The intention of the parties is to have effect in this as in all other contracts ; and in order to ascertain the intention, it is proper to take in consideration all the provisions of the contract; and if the covenant under consideration shows that it was the design of the vendor to sell, and of the vendee to receive, only such title as the former had, to the premises, we must give it effect. But, as already suggested, the contract calls for the fee, and the law implies that the fee is perfect in the vendor; and if it is not, the vendee is at liberty to disaffirm the contract.

The covenant has no operation on the title at the time of making the contract, and does not take effect until the delivery of the deed. A covenant is of very little consequence, when the title is perfect, as it must be, in order to enable the vendor to fulfill his contract. Covenants are taken for more abundant caution. One man is satisfied with the covenant of warranty, only; another wants what is popularly known as a full covenant deed; another is satisfied with the covenant contended for in this case.
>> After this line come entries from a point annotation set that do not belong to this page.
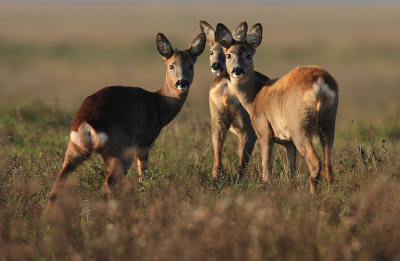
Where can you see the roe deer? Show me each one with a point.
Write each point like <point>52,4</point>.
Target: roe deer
<point>289,110</point>
<point>226,110</point>
<point>122,122</point>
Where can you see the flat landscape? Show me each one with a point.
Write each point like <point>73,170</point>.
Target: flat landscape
<point>53,55</point>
The kind or nature of the covenant required to be given *593depends more upon the source from which the title has been derived, by the vendor, than on the nature of the title itself. If the vendor has obtained his grant from a man whose title has been repeatedly examined and known to be perfect, a purchaser might well be satisfied with a covenant that would protect him against any incumbrance attaching, or other defect occurring, since the date of the deed to him. In other words, the covenant throws no light on the intention of the parties, as to the title to be conveyed. Had the contract in question expressly provided that there should be no covenant whatever, in the deed, the defendant would still have been entitled to a perfect title to the land.

[Oneida General Term, January 7, 1863.

Mullin, Morgan and Bacon, Justices.]

I am of the opinion that the referee erred in the construction given by him to the contract; and that his judgment should be reversed, and a new trial ordered; costs to abide the event.